Und das dritte Thema, das für das Zählen rund um die Uhr so notwendig ist und darüber hinaus formal und stilistisch am nächsten kommt - die Nischni Nowgorod-Architektur der 1990er - Anfang der 2000er Jahre. Die Bewohner von Nischni Nowgorod waren die ersten, die versuchten, das Märchen ihrer Stadt wiederzubeleben, und schufen ein blumiges, leicht einheimisches, aber gemütliches, aufrichtiges und attraktives Wolga-Bild. Ende der neunziger Jahre gab es in den Hauptstädten nur wenige Themen für architektonische Gespräche - alle sprachen über Nischni. Kempinski greift auch den hellen, einvernehmlichen, originellen Geist der Architektur von Nischni Nowgorod auf. Aber es scheint nur mit vier zu multiplizieren (vielleicht im Verhältnis zur Vergrößerung? - Die meisten Gebäude in Nischni Nowgorod sind klein …).

So kann man in der Helligkeit und Vielfalt der Fassaden sowie in dem magischen Vogel, der sie am Baum zusammenhält, das Spiegelbild von mindestens drei Märchen von Nischni Nowgorod sehen. Offensichtlich sucht SPeeCH daher nach dem Thema der Wolga-Region Nischni Nowgorod, so wie es zuvor nach dem Thema Moskau (Art Deco, Stein) gesucht hat. Der untere entpuppt sich als blumig, fabelhaft. Hier gibt es eine etwas andere Herangehensweise an den Kontext, als sie von unseren Zeitgenossen allgemein akzeptiert wird. Wie verstehen Architekten (und Koordinatoren) normalerweise den Kontext? Der erste Weg ist die visuelle Analyse. In diesem Fall fotografieren sie Panoramen und stellen sicher, dass das Gebäude nicht von irgendwo herausragt (obwohl warum sollte es übrigens nicht von irgendwo sichtbar sein?). Dies ist eine Möglichkeit, ein Gebäude relativ gesehen zu verstecken, indem man ihm den Kopf abschneidet. Der zweite Weg - nennen wir es Mimikry - ist ebenfalls sehr visuell. Die Autoren betrachten ihre unmittelbare Umgebung und bauen ein neues Haus mit der gleichen Farbe, Textur usw. Es gibt auch andere (weniger oberflächliche) Denkweisen über den Kontext, über die wir einige geschrieben haben - Sie können sich beispielsweise von dem nächsten bekannten Architekturdenkmal inspirieren lassen, den städtebaulichen Dominanten der Umwelt … Nun und so weiter.

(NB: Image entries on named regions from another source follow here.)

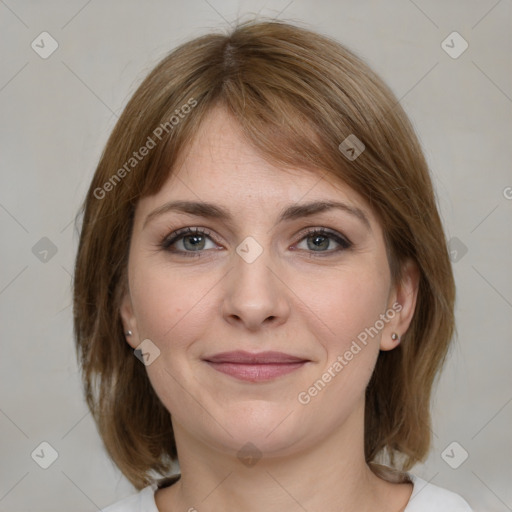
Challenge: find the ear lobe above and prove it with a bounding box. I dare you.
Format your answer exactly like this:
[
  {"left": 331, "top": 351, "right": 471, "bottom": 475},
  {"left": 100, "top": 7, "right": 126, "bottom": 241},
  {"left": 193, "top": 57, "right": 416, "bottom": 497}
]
[
  {"left": 380, "top": 259, "right": 420, "bottom": 350},
  {"left": 119, "top": 291, "right": 139, "bottom": 348}
]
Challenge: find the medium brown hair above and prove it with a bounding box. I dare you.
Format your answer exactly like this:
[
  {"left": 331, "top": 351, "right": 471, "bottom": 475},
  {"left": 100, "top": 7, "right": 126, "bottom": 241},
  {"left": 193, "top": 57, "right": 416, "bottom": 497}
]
[{"left": 74, "top": 20, "right": 455, "bottom": 489}]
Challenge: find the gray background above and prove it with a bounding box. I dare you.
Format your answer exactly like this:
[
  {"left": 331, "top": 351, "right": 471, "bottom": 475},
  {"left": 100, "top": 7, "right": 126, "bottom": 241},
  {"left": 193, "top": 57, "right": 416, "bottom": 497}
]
[{"left": 0, "top": 0, "right": 512, "bottom": 512}]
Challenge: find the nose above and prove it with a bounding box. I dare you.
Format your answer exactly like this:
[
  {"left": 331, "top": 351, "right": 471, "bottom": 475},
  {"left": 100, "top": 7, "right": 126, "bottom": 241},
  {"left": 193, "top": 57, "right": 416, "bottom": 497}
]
[{"left": 222, "top": 243, "right": 290, "bottom": 331}]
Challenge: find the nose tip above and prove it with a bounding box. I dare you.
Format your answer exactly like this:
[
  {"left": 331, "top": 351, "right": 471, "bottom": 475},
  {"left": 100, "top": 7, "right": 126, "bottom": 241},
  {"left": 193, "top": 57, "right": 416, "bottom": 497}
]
[{"left": 222, "top": 240, "right": 289, "bottom": 331}]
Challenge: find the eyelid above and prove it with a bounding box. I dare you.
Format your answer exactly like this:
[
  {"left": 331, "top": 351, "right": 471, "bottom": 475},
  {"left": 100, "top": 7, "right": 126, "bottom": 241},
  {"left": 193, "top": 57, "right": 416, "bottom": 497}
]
[{"left": 158, "top": 226, "right": 353, "bottom": 257}]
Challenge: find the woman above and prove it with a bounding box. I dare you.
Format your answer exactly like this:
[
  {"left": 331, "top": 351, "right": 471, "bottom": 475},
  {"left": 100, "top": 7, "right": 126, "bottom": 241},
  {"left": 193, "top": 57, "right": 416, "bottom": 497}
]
[{"left": 74, "top": 18, "right": 470, "bottom": 512}]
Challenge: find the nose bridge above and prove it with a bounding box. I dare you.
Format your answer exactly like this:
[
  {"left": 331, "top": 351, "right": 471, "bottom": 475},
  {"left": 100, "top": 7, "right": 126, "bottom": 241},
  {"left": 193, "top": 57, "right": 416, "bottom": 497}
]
[{"left": 223, "top": 236, "right": 288, "bottom": 329}]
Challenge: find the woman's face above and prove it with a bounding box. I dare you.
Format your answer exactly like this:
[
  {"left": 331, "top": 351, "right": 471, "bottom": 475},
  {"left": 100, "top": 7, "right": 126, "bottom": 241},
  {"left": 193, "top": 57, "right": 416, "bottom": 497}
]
[{"left": 121, "top": 105, "right": 414, "bottom": 455}]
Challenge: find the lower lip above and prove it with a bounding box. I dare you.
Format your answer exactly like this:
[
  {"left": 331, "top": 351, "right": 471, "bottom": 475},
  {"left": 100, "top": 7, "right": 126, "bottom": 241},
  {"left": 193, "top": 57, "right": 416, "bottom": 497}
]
[{"left": 207, "top": 361, "right": 306, "bottom": 382}]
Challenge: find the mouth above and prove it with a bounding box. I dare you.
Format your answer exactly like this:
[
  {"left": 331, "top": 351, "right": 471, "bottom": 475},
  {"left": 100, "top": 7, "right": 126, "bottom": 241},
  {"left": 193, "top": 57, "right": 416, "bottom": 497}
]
[{"left": 204, "top": 351, "right": 309, "bottom": 382}]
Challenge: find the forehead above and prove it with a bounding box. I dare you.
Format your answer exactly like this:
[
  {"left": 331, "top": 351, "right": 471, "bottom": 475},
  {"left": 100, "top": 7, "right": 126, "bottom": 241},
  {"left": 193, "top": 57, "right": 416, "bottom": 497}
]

Die Denkweise von SPeeCH über den Kontext kann als historisch und kulturell definiert werden. Anstatt vorzutäuschen, wie das Genie des Ortes zu sein, versuchen die Architekten, mit ihm zu sprechen und herauszufinden, wer er ist. Das Ergebnis ist eine architektonische Reflexion über die Bedeutung des Ortes - was es ist, wo und warum es ist, als es so wurde - eine Art verkörperter Aufsatz, der - neugierig - zu analysieren ist, wie interessant es sein kann Lesen Sie die Geschichte eines lokalen Historikers. So wird das Moskauer Zentrum byzantinisch, die stalinistische Stadt wird steinklassisch und die Vororte werden zu einem Park voller kultureller Erinnerungen. Für die Wolga-Region wurde ein Bild erfunden - "fabelhaft".